Village and parish in West Sussex, England

Upwaltham is a scattered settlement and civil parish in the South Downs, in the District of Chichester of West Sussex, England. It surrounds a parish church, which is about 5 mi south-southwest of Petworth on the A285 road.

The parish is about 2+3/4 mi long north – south, up to 1+1/4 mi wide east – west and has an area of 494 ha. The northern part of the parish includes part of North Down, a hill 253 m high.

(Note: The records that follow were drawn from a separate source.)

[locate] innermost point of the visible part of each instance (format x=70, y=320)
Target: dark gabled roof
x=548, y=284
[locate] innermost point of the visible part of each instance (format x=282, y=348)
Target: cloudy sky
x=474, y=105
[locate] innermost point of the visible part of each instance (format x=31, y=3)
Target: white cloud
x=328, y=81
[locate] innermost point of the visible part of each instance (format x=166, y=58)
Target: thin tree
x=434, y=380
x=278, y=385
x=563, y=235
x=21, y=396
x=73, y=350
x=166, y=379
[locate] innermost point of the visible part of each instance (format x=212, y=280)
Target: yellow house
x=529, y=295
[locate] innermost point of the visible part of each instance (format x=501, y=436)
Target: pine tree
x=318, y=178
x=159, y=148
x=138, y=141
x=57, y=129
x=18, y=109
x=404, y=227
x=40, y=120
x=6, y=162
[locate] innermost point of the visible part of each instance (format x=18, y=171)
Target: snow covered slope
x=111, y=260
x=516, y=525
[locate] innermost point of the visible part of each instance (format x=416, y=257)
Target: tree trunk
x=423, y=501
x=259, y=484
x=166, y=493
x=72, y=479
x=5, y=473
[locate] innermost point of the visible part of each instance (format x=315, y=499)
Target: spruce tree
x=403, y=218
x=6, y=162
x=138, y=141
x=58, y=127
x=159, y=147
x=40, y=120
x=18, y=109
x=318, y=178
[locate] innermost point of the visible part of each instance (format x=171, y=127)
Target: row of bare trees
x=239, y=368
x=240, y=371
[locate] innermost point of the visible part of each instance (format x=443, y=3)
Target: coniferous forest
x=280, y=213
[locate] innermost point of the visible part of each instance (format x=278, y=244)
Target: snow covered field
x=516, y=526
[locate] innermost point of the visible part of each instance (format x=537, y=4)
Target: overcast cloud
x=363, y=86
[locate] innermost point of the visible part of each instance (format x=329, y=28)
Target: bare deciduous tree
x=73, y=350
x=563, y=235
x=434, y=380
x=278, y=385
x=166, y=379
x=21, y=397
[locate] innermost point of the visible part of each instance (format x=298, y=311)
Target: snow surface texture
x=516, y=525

The 2001 Census recorded a parish population of 25 people, living in 10 households. The scattered settlement is in a dry valley. Around the parish church are two farmsteads and two cottages. The barns of one of the farmsteads, Upwaltham House Farm, are now a conference and wedding venue.

About 1 mi south of the church are a few houses at Benges, where the A285 to Chichester leaves the valley. From Benges the parish extends south as far as Jackdine Farm.

==Public transport==
Compass Bus route 99 between Petworth and Chichester serves Upwaltham six days a week, from Monday to Saturday. There is no service in the evening, or on Sunday or public holidays.

==History==
Prehistoric remains in the parish include a set of Bronze Age round barrows on Waltham Down in the north of the parish. Also Middle Bronze Age are the cross dykes on Upwaltham Hill.

"Waltham" is a common English place-name, derived from the Old English weald, meaning wood, and hām, meaning meadow or enclosure. The prefix "Up" indicates that it is higher than a neighbouring settlement.

From the Middle Ages onward, Upwaltham was in the hundred of Boxgrove in the Rape of Chichester. The Domesday Book of 1086 records it as having 11 households including one slave; resources included woodland, and land for ploughing and for pigs. There were two manors: one of six hides and the other of four.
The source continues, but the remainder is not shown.